Results In Lieu Of PILOT's

Tom Ferrick is one of my favorite authors when it comes to good governance in Philadelphia. His thoughtful and thorough reporting continues to be invaluable as Philadelphia negotiates its latest education crisis. However, his latest crusade demanding that Philadelphia's non-profits in the robust "ed's & med's" sector contribute to city coffers via PILOT's - Payment's In Lieu Of Taxes. 

Partly in response to Ferrick's recurring critiques, some of these organizations banded together to create a report about all of the positive things that they do contribute to the city, from education and medical care to employment and economic activity. But I think there's a truism that these groups just can't state: the City Government is a bad investment. 

How could these successful organizations like Penn, Drexel, and Temple see PILOT's as a good investment? These schools and hospitals are successful because they're focused on tangible results, and frankly, the city government presents a pretty awful return on investment. 
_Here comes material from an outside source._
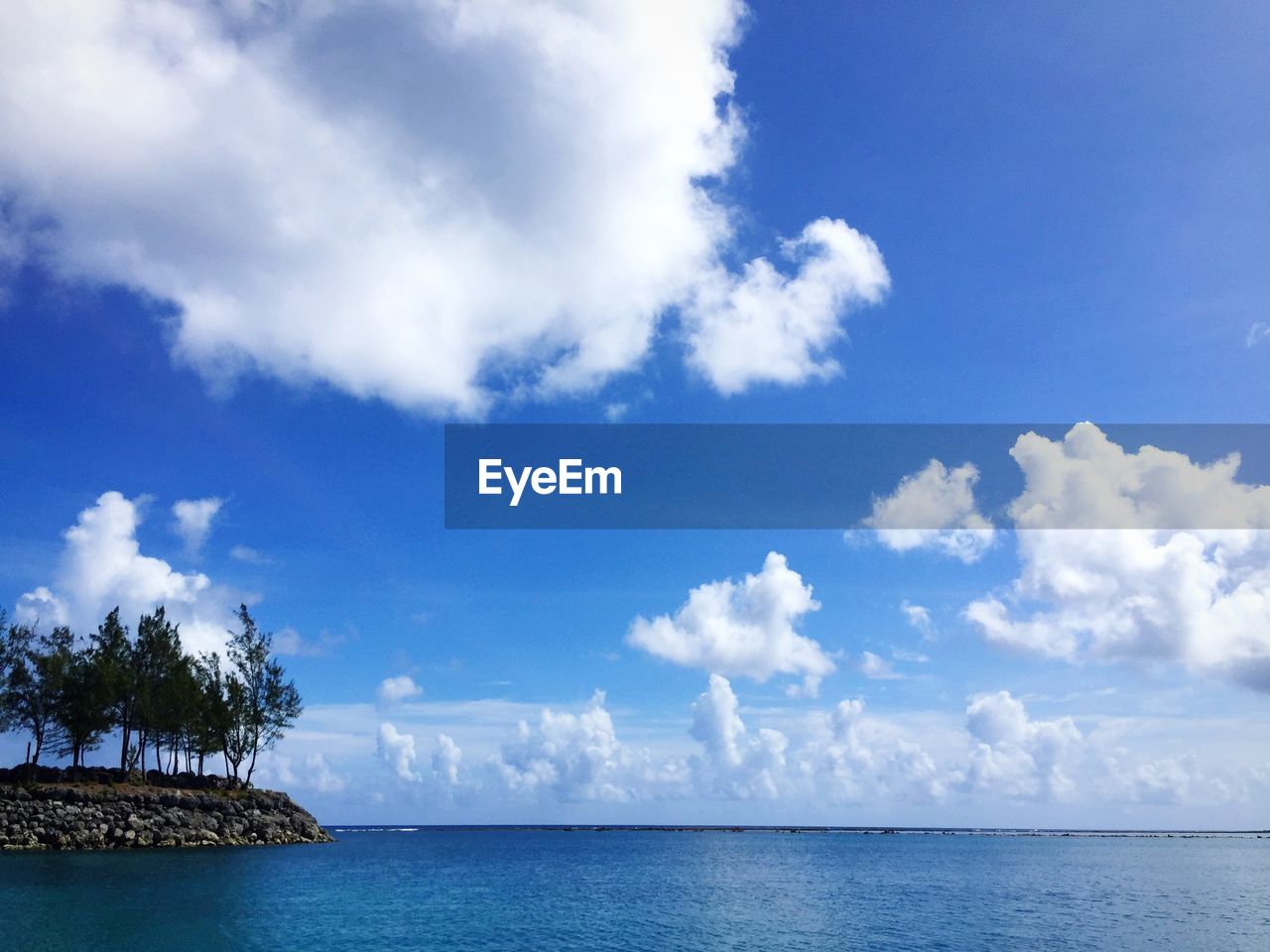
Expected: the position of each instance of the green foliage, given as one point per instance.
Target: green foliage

Let's take Penn for example (since that institution is the reason that I became a Philadelphian in the first place). Personally, I am happier to see Penn support other organizations where there investments deliver real results. Why give money to the Sanitation Department when UCD will actually keep the streets clean? Why give money to the School District, when dollars spent at Penn Alexander produce what is inarguably the most successful elementary school in the city? Why subsidize the police department when their own police force keeps the campus and its environs one of the safest stretches of the city? 
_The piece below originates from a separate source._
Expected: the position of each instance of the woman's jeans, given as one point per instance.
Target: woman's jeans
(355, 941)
PILOT's are throwing good money after bad. Penn, Drexel, CHOP, and the rest are obligated to invest the money that they earn in a way that serves those they've earned the money from. I'm happier to see dollars go to organizations outside of city government that actively, tangibly, produce a better city. 
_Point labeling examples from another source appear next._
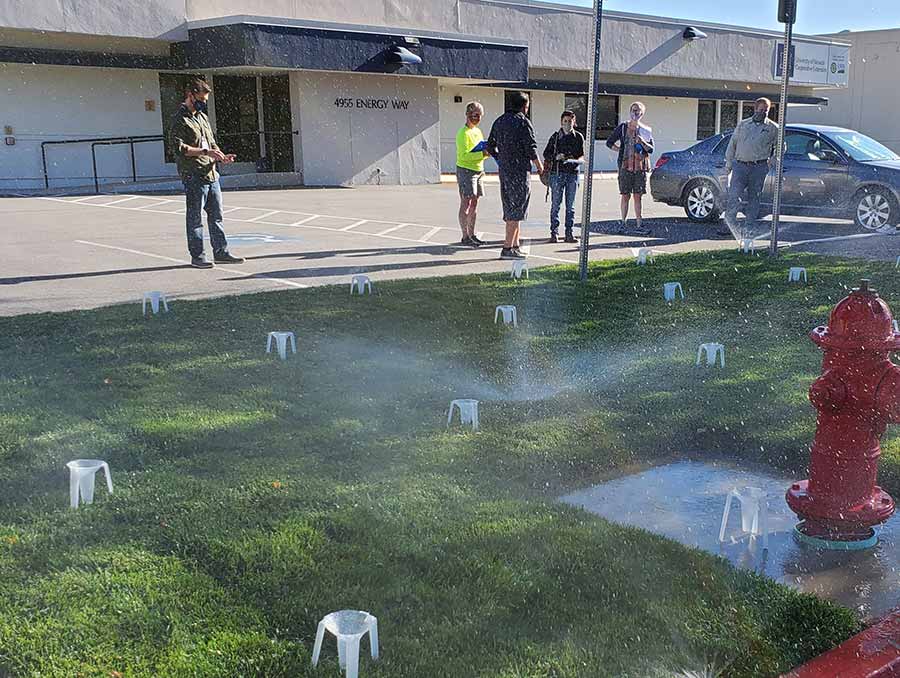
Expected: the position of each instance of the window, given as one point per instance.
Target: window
(728, 114)
(746, 110)
(507, 105)
(237, 116)
(607, 114)
(171, 93)
(801, 146)
(706, 118)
Until these groups can see real results from money spent with city government, I think that they are right to invest where they see real results. Maybe that's a good potential outcome - just imagine - The Philadelphia Sheriff's Department, brought to you by the Fels Institute of Government. 

In the end, it's the same reason that you or I don't throw an extra few hundred bucks in with my property taxes every year, and instead give to non-profits in town. When I spend my money there, I see results and accountability, and we are all served with a better city. City Government just isn't giving me (or Penn) that.